Ordered that the appeal from so much of the order as granted that branch of the motion of the third-party defendant Dormitory Authority of the State of New York which was for summary judgment dismissing the third-party complaint insofar as asserted against it is dismissed, as the plaintiffs are not aggrieved thereby (see CPLR 5511); and it is further,
Ordered that the order is affirmed insofar as reviewed, with costs to the defendants third-party plaintiffs-respondents.
The injured plaintiff, a laborer employed by the third-party defendant Pak-American Construction & Mechanical Co. (hereinafter Pak), allegedly sustained personal injuries when his hand was caught between an iron valve and other debris as the valve was being lowered into a dumpster at a construction site at the premises of the defendant third-party plaintiff Queensborough Community College of the City of New York (hereinafter Queensborough).
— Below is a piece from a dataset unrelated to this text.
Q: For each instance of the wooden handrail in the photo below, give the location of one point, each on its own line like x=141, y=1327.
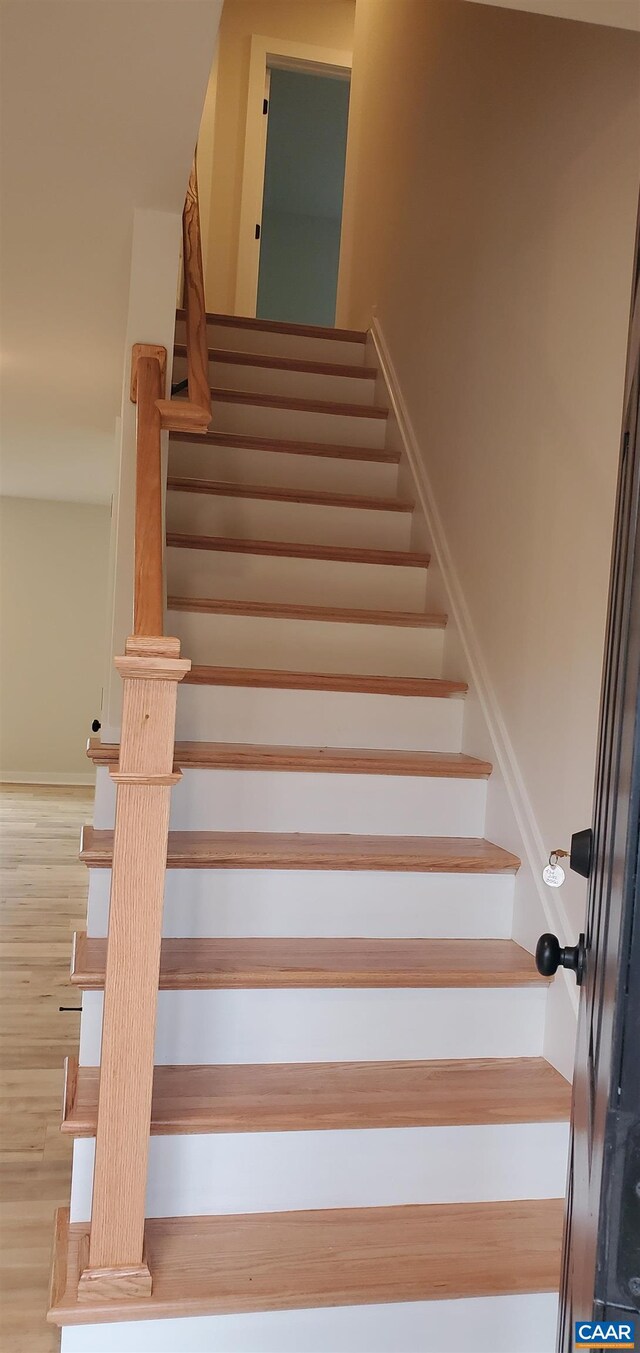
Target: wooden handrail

The plaintiffs commenced this action against the City of New York and Queensborough based on common-law negligence and Labor Law §§ 200 and 241 (6). The City and Queensborough then commenced a third-party action against Pak and Dormitory Authority of the State of New York (hereinafter DASNY) seeking contribution and indemnification.
The Supreme Court properly granted the defendants third-party plaintiffs summary judgment dismissing the Labor Law § 241 (6) cause of action, since the plaintiffs, as limited by their brief, rely on 12 NYCRR 23-6.1 (h), an Industrial Code provision containing insufficient concrete and specific standards relevant to the facts of this case (see Smith v Homart Co., 237 AD2d 77, 80 [1997]).
The Supreme Court also properly granted summary judgment dismissing the causes of action under Labor Law § 200 and common-law negligence. The defendants third-party plaintiffs established their prima facie entitlement to summary judgment dismissing the common-law negligence and Labor Law § 200 causes of action by submitting evidence that they did not control or supervise the injured plaintiff's work (see Comes v New York State Elec. & Gas Corp., 82 NY2d 876, 877 [1993]). In opposition, the plaintiffs failed to raise a triable issue of fact (see Zuckerman v City of New York, 49 NY2d 557, 562 [1980]). S. Miller, J.P., H. Miller, Crane and Rivera, JJ., concur.